His debut albumLe Valse de Monstres (1995) is a collection of new songs and songs produced to accompany cinematic projects, among others Freaks by the iconic Tod Browning and The Damask Drum by poet and screenwriter Yukio Mishima.
A year later, Tiersen released Rues des cascades, an album composed of short tracks recorded with the aid of conventional instruments, but also unconventional ones, like a toy piano that he also brought on stage, bestowing his performances a theatrical touch that earns the artist an invite to the historic Avignon Festival. The song that gives the name to the album, “Rue des Cascades”, was chosen to be part of the soundtrack to the renowned film from 1998, The Dreamlife of Angels, by Érick Zonca, winner of the Palme d’Or.
The 1998’s album Le Phare represented his first success with the public and the critics. The album was composed and recorded during a two-month isolation period on the island of Ushant and its first single was “Monochrome”, which saw the participation of French pop star Dominique A, became one of the most famous and listened to song of that year in France.
In 2000 Yann was contacted by director Jean-Pierre Jeunet who invited him to curate the soundtrack of Amelié. This project turned out to be one of Tiersen’s greatest successes as it topped the French charts and won the César Award for Best Music Written for a Film. Amelié was followed by the score for Good Bye, Lenin!, a tragicomic film from 2003 directed by Wolfgang Becker, which won the German Film Award for Best Score.
Tiersen spent the rest of the 2000s alternating between soundtracks and pop music, while also collaborating with renowned artists of the caliber of Stuart Staple from Tindersticks, Jane Birkin, and Christophe Miossec.
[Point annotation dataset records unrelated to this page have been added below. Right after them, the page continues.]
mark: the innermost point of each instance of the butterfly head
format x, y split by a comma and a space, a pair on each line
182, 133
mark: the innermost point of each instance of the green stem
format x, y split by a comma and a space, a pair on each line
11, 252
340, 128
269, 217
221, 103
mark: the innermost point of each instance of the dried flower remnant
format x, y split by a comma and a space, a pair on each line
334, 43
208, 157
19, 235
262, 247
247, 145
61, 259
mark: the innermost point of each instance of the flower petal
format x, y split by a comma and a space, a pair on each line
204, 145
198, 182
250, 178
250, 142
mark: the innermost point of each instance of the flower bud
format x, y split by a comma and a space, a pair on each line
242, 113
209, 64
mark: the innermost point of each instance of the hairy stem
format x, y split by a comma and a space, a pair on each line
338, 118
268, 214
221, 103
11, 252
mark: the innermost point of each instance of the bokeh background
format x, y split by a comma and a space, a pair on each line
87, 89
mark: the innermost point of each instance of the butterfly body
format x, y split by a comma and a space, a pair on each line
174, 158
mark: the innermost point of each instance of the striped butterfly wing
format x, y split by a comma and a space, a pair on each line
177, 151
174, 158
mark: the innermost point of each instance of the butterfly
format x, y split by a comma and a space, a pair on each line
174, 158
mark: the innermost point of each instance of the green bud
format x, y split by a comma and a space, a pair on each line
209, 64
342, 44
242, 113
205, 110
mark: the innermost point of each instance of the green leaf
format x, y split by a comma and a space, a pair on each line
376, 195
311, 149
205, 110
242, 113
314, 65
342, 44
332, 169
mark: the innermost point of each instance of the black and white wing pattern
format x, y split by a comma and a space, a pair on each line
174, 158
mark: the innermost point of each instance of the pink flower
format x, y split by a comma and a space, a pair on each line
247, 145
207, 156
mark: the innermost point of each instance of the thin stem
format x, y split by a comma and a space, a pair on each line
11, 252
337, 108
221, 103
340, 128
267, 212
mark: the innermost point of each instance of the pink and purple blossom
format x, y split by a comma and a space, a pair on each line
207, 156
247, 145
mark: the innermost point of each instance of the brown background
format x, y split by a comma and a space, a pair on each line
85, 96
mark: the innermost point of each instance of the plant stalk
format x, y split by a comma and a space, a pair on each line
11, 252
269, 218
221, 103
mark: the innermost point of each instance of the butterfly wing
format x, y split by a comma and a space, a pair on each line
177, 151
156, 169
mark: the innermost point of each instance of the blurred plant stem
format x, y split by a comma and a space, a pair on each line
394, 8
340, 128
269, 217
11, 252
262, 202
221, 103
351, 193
The decade between 2010 and 2020 was very productive for the pianist who published Dust Lane (2010), an album of delicate sounds enriched by electro-acoustic arrangements, to which, to complete the themes and sounds already explored in 2010, followed Skyline (2011). In 2014 the French artist released Infinity, which presented strong post-rock influences. These influences were abandoned for Eusa (2016), a record arranged entirely on the piano, inspired once again by the island of Ushant. The celebration of the magical area continued with All in 2019, which was recorded at the Eskal, a studio, property of the artist, built inside an abandoned discotheque. Also, in 2019, Tiersen celebrated his career with Portrait, a collection of his songs reinterpreted with the help, among others, of Blonde Redhead, Gruff Rhys, and Stephen O’Malley.